C-API Asynchronous Batch Inference with OpenVino - openvino

I'm trying to find an example of using the C-API (not C++) asynchronous batch interface for OpenVino image inference.
I'm able to do inference on a single image at a time no problem, but its not clear to me how to expand this to batch inference with the C-API.
Does anyone have an example or reference for doing so? The OpenVino documentation is limited on this front, nor do they provide any C-based examples for doing so that I've been able to find.

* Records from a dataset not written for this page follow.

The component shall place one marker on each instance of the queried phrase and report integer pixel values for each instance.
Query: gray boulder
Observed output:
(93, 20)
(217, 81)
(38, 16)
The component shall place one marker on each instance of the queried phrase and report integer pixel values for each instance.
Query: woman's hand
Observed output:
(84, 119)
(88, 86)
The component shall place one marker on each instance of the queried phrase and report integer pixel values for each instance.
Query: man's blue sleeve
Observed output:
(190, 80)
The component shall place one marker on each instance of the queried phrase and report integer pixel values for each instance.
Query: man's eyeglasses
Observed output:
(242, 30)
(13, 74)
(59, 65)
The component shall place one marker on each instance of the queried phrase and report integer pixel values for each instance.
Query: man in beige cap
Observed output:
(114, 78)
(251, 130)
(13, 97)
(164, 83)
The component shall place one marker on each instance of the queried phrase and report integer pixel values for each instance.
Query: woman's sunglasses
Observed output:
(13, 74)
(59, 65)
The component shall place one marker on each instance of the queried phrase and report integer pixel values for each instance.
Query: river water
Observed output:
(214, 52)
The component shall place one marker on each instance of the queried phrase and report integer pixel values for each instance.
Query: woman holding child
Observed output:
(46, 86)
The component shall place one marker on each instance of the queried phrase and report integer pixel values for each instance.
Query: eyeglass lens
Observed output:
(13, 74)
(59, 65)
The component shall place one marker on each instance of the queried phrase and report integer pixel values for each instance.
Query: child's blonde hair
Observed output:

EDIT: Per comment below, clarifying that the challenge is in understanding how to load up the input blobs with multiple images. The existing examples either assume the C++ interface and use vectors to move things around, or are unclear in what is idiomatic to the example (e.g. the object detection sample using the C-API)

You can use the following functions: ie_infer_request_infer_async() and ie_infer_request_set_batch().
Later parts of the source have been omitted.